David Adams, who is also a football coach, said he and his daughter were looking to bring more fun to the sport.
“You can do backflips in the end zone after a touchdown. You can jump up high five in front of your opponent and everything is okay,” said Adams. “But then we go to track. We have to be quiet. They want us to be silent.”
Since the incident last weekend, Adams and her father have hired prominent civil rights attorney Adante Pointer.
“She won on the track. But I guarantee you we will win in the courtroom,” Adante said. “If you won’t listen to the will of the people, then maybe you’re going to have to listen to the judge.”
Clara said she feels that her moment was taken away from her.
“They took me wearing that medal around my neck and running everybody away from me,” she said. “And, they took it away from me like, we’ll never know. I could have run faster, I could do PR and I could have won.”
Adante Pointer said they’re giving the CIF a chance to speak up.
“They have a window to correct this wrong. We do forgive, but we will not forget,” Pointer said. “I mean, let’s be clear… and so I call on the CIF to right this wrong.”
As for what’s up next with Clara Adams?

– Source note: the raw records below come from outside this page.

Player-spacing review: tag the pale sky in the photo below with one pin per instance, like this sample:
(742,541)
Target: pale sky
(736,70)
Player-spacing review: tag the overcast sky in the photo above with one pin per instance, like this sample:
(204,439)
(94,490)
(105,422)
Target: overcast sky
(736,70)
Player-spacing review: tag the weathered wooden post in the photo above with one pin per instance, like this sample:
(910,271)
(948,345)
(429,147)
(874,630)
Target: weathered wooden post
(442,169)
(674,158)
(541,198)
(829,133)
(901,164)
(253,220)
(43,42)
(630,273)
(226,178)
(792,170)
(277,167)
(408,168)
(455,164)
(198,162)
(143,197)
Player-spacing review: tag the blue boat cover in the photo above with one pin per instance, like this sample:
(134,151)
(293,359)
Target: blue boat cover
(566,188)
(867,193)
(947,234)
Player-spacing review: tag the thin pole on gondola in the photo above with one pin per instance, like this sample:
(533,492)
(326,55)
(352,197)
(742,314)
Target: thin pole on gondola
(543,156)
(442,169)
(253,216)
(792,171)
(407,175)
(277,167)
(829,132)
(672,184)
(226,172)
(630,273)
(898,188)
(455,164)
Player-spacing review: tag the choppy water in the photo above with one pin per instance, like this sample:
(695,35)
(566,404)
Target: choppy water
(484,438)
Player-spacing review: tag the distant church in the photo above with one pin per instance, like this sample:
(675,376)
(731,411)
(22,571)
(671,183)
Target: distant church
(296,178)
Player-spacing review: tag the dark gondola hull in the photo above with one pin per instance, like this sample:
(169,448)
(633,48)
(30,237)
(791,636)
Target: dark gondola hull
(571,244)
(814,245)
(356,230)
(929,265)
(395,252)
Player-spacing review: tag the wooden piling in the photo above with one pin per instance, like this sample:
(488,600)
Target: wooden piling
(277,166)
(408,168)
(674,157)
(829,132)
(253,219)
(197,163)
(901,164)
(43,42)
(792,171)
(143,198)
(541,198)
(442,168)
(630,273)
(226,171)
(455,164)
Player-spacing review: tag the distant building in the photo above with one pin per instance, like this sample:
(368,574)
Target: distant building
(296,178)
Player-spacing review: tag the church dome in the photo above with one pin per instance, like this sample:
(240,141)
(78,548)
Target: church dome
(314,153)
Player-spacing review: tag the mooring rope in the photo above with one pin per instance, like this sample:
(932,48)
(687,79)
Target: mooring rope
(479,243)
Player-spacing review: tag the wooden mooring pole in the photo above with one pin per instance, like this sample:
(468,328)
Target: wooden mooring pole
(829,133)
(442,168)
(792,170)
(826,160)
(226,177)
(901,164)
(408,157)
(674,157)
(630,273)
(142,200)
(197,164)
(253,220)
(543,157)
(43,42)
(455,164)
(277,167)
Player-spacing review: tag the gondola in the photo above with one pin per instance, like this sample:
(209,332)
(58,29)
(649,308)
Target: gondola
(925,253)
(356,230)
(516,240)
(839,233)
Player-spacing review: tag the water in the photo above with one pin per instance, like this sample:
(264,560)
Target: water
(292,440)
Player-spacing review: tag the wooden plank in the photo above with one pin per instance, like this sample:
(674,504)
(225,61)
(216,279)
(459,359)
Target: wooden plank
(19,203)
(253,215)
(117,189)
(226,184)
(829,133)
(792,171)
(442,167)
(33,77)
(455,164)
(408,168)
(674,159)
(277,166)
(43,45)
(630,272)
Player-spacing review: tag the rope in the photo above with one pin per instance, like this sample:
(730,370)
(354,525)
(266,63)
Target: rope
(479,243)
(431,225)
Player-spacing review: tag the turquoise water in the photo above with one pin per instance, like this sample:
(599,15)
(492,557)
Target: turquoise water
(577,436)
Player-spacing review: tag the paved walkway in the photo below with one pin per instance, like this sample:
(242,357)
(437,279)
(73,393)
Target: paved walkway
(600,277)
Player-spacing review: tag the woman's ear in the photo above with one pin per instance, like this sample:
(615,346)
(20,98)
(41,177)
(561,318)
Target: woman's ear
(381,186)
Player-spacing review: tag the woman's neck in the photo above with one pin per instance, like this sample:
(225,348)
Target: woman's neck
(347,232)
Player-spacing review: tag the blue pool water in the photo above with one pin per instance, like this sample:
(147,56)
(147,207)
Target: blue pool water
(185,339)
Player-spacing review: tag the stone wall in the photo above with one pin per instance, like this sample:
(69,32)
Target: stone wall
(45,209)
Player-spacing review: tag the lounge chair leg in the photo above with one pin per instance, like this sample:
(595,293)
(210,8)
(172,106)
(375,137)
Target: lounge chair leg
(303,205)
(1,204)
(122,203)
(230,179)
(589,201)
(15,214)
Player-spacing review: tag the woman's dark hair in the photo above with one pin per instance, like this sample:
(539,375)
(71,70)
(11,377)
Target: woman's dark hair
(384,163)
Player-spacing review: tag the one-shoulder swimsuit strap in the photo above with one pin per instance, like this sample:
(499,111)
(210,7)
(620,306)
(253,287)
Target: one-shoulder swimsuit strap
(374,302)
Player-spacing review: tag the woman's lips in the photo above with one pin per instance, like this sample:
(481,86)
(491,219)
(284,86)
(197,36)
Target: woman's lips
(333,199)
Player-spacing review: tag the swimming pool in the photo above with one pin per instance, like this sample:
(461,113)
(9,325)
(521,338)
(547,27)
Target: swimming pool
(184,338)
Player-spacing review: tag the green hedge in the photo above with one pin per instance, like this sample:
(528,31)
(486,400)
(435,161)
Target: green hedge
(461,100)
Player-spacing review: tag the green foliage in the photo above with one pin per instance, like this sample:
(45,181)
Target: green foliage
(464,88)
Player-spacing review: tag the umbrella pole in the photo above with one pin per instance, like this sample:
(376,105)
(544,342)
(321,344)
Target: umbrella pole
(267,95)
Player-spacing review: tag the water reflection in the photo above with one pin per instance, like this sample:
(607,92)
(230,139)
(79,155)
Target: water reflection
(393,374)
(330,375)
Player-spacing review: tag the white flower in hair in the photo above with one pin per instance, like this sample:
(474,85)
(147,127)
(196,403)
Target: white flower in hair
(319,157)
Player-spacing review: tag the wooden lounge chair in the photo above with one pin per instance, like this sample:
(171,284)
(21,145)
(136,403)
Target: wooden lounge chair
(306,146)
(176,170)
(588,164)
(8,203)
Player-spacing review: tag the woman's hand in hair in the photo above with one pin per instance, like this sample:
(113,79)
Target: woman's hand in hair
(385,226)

Clara told KION she has many things to look forward to on the track this summer.
“I have Nike coming up at 20,” Clara said. “I have West Coast Nationals coming up and I have the Junior Olympics coming up.”
Clara’s going into her junior year, where colleges are supposed to start scouting her, but she’s now gotten national attention.
“We have Princeton mak[ing] contact with us,” Adam’s father said. “We had a track associate from UCLA make contact with us yesterday as well. So, that was a really big deal from all of this.”
Clara is now ready to get an idea of where she will be spending her future on the track.
“During that race, I beat a USC commit and a Stanford commit,” Clara said. “So… where am I going?”
KION reached out to CIF for comment, and we have not heard a response back.